A: In ’75 I got accepted at the University of Minnesota on a program that would lead to a PhD. But as school started in September, “The Great White Hope” was being done and they were casting. I auditioned for the play. I’m in Minneapolis and I have no money. I mean, no place to stay. But I had been cast in “The Great White Hope.”

Q: Is that when you really concentrated on your career?

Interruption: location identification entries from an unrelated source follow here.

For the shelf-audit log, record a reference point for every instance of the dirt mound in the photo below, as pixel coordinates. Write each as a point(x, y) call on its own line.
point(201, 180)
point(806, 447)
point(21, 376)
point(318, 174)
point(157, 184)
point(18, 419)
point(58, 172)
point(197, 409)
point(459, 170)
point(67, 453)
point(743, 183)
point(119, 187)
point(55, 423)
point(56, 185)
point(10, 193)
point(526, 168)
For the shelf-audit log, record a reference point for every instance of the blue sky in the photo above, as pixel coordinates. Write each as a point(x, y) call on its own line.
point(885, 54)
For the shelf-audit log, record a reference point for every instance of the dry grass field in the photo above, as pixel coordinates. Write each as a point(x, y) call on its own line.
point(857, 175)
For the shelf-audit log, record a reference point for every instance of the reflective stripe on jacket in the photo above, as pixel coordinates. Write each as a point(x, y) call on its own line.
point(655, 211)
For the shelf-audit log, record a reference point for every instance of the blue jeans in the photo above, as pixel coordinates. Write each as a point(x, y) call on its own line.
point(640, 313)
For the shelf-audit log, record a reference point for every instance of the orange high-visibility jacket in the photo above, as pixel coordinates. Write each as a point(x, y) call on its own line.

A: I dropped out of school and just totally committed to doing the play. And when the play opened, it was huge. I mean you couldn’t get a ticket. And then life changed. I did the show for a couple of years. And shaving my head [for the role]--it was a weird phenomenon because suddenly women were noticing me. It totally threw me off because I don’t think of myself in those terms. Now of course everybody has shaved heads so it’s no big deal, but back then it was. My head was shaved and I was physically big. I’d go into a bank and if there was a line, people would look at me and say, “It’s OK. You can go ahead.” When I had hair, nobody noticed and don’t even think about cutting in the line.

Q: Are you and Ernie Jr. rooming together?

A: Yeah. The biggest part of being in New York is I get so lonely so I’m really enjoying the fact that he’s around. Also, he’s so into his martial arts and boxing and this eating stuff that now I’m trying to get back in shape. So it’s him schooling me. The roles are kind of reversed.